“Race” in those days was an all-inclusive term for every category of humanity that wasn’t white and anglo-saxon or german. Jews were a race and so were Hungarians and Poles. But the thought of lovely Scandinavian blondes as being the target of race prejudice by whites pegs the irony meter.
I haven’t read the book “Bang the Drum Slowly”, but in there’s a phrase in the 1974 movie which I suspect may have been in the 1956 novel.
Several characters use the phrase, “eat out” to describe cussing someone out.
Coach Dutch reminds pitcher Henry Wiggen that he didn’t used to be so fond of bumbling catcher Pearson, whose defense Wiggen is coming to: “You ate him out as much as any of us!”
I almost spilled my drink the first time I heard that!
I have seen a slightly less archaic version: “chew out”, which may be a bowdlerzation.
From a Nero Wolfe short story collection called “Three For the Chair,” copyrighted in 1957, in the story “Too Many Detectives” we have this quote from Archie Goodwin:
It was a very enjoyable meal, and before it was over I had conceded I would have to make an exception on she-dicks.

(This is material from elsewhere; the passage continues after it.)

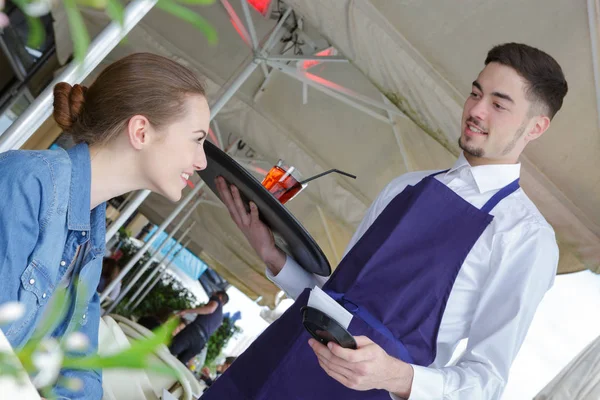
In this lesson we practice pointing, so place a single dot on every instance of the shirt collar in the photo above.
(488, 177)
(78, 215)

(He’s talking about a female detective, of course.)
I could swear I’ve posted this before, but I was reading “Roughing It” by Twain and there was a phrase that I don’t remember exactly now, but went something like “and then a rabbit began to hump himself” but in fairness it might’ve been “a rabbit began humping” in any event, it led to some hilarity among the middle schoolers present.

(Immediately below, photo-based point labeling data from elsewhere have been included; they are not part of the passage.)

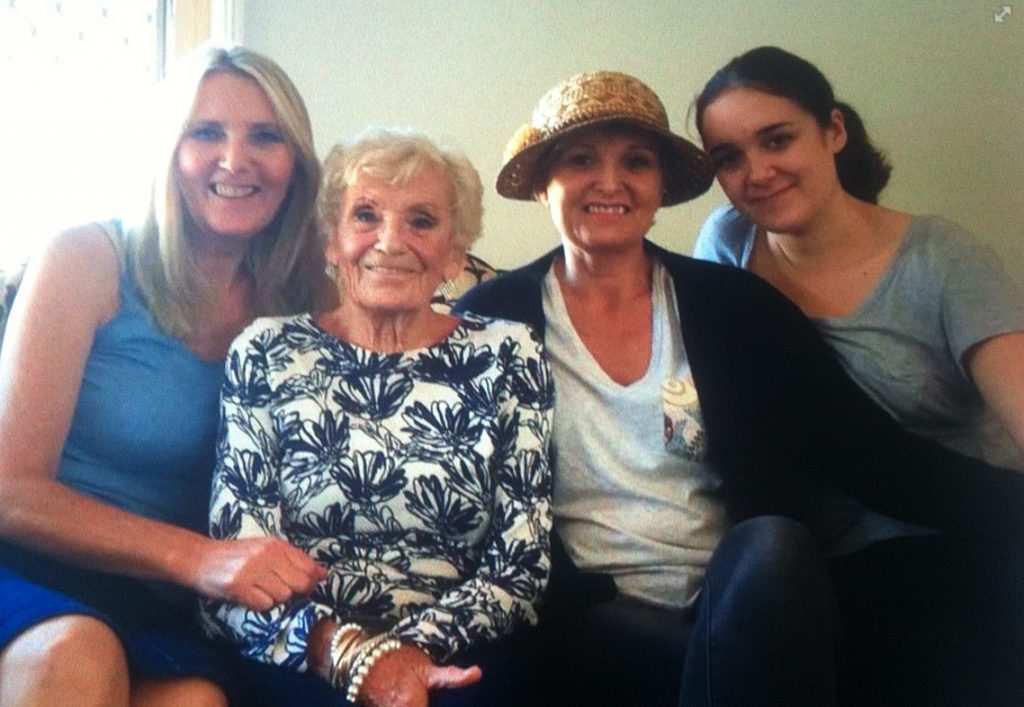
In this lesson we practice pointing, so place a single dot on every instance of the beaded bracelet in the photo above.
(369, 654)
(341, 651)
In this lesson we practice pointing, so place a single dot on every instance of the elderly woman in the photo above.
(691, 401)
(112, 365)
(403, 449)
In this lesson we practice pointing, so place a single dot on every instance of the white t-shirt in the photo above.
(633, 495)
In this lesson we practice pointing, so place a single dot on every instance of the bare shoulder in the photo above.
(76, 269)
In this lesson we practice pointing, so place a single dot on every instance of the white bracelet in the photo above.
(370, 653)
(341, 646)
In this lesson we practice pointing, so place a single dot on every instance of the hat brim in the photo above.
(687, 170)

I just finished Don Quixote, and in one of the last scenes, the Don was said to have ejaculated to heaven and his fair lady Dulcina de Toboso, which seemed inappropriate considering his fidelity and modesty. I tried not to giggle, as I was in a room of serious studiers.

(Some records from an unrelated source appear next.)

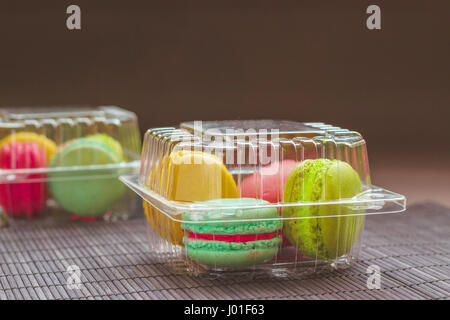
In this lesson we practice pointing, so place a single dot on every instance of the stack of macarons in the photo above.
(229, 238)
(233, 238)
(76, 174)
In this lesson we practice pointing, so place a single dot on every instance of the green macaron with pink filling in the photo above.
(230, 237)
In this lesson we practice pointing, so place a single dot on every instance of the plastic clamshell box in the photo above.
(213, 196)
(99, 145)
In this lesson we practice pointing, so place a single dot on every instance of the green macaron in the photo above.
(232, 238)
(83, 191)
(315, 233)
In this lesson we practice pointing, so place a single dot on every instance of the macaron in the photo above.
(87, 192)
(27, 198)
(314, 234)
(213, 239)
(24, 136)
(268, 182)
(187, 176)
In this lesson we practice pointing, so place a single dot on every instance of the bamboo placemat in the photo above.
(412, 250)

Actually, those two definitions of “fag” are related. “To fag” is “to do something that wearies one; to work hard; to labour, strain, toil” (Oxford English Dictionary). At some private schools in 18th- and 19th-century England, seniors were assigned juniors as servants, and these were called “fags” from the “toil” sense. The word eventually gained the sexual connotation from sexual exploitation of those younger servants.